Inspiriert von der hippokratischen Feststellung, dass unsere Lebensmittel unsere Heilmittel und unsere Heilmittel unsere Lebensmittel sein sollen, hat die russische Ärztin Galina Schatalova ein Konzept der natürlichen Gesundung entwickelt. Sie ist überzeugt, dass der Mensch bei artgerechter Ernährung ein Lebensalter von 150 Jahren erreichen kann. Strikt wendet sie sich gegen die Kalorientheorie der ausgewogenen Ernährung, die der Natur des Menschen entgegensteht. Ihrer Darlegung zufolge ist der menschliche Organismus ausschließlich auf pflanzliche Nahrungsmittel festgelegt und benötigt zur Erhaltung des Grundstoffwechsels nicht mehr als 250 bis 400 Kalorien täglicher Nahrungszufuhr.
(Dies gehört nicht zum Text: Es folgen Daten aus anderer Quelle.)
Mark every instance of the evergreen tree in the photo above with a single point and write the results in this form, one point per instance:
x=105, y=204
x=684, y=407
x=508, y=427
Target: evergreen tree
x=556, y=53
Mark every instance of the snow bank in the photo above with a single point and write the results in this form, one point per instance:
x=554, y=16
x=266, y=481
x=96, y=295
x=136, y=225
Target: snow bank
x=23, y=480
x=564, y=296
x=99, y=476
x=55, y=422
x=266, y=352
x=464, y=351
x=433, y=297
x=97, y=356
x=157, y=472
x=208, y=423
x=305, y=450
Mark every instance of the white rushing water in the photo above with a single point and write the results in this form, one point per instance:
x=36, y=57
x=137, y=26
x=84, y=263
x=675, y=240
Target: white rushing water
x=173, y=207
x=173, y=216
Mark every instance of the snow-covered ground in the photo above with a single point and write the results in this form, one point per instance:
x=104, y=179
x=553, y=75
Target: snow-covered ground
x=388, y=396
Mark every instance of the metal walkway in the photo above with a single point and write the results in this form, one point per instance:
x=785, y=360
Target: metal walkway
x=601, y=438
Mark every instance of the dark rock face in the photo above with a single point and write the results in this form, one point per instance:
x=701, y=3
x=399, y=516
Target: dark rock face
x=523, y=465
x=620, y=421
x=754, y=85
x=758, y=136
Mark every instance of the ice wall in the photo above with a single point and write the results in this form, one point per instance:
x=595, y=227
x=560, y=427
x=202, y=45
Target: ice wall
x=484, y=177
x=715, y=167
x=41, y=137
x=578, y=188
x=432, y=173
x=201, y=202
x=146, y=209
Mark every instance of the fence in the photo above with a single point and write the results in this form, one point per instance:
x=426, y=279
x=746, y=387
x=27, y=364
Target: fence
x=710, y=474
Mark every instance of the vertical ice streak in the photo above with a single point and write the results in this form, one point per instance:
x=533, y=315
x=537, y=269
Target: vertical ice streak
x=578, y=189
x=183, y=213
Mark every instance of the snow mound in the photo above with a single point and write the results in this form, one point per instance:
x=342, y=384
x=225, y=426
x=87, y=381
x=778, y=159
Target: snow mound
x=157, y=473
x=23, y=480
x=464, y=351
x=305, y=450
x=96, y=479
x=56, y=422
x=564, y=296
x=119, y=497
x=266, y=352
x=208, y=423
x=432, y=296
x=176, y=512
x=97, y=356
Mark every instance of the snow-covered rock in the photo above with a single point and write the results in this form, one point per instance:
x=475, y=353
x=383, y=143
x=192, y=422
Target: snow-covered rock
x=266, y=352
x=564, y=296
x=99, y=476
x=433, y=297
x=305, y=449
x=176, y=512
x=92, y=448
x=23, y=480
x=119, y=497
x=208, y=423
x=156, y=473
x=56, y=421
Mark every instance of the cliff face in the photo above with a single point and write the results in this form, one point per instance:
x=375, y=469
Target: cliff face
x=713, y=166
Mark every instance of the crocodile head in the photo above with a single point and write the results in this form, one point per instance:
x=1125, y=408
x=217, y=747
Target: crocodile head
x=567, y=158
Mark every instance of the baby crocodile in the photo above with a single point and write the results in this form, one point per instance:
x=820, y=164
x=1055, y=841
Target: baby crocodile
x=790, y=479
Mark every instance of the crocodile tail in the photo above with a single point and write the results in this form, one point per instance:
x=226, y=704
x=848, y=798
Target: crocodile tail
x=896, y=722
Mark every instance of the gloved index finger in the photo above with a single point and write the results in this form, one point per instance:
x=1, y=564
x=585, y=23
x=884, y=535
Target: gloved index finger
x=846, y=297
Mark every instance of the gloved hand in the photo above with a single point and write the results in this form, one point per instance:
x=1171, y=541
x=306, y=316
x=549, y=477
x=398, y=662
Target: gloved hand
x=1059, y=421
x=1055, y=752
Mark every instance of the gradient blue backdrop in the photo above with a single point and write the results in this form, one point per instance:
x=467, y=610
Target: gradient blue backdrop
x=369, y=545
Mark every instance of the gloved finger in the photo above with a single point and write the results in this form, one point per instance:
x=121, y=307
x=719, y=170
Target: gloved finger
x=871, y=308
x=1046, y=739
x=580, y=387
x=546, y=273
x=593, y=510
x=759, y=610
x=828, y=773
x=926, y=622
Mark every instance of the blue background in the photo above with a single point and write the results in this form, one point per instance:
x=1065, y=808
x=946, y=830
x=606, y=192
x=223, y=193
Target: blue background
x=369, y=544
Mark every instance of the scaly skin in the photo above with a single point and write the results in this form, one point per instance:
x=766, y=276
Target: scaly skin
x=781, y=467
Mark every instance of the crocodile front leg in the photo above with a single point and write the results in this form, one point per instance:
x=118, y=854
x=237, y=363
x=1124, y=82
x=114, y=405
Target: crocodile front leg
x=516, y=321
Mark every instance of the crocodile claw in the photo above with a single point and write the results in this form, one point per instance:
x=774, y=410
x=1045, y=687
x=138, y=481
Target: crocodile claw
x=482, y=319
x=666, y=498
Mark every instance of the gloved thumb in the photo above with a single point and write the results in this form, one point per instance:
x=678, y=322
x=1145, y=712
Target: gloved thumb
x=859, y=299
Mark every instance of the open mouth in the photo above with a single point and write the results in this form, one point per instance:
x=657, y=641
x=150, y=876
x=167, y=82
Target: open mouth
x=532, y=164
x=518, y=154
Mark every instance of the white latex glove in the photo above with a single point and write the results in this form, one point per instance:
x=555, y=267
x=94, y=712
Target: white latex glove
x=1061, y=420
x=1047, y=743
Alles, was wir zuviel essen, belastet den Körper und muss von ihm „entsorgt“ werden, sodass der Mensch seine „normale Lebensdauer“ von 150 Jahren nicht erreicht. In ihrem Buch erläutert Schatalova die anatomischen und physiologischen Hintergründe ihres Konzepts und berichtet von ihren Erfahrungen bei seiner praktischen Erprobung. Der Leser erhält interessante Einblicke in ihren Arbeits- und Forschungsalltag und bekommt wichtige Informationen zu Heilkräutern, Kochrezepten und Entspannungsübungen, um ihr umfassendes Gesundheitskonzept selbst praktizieren zu können.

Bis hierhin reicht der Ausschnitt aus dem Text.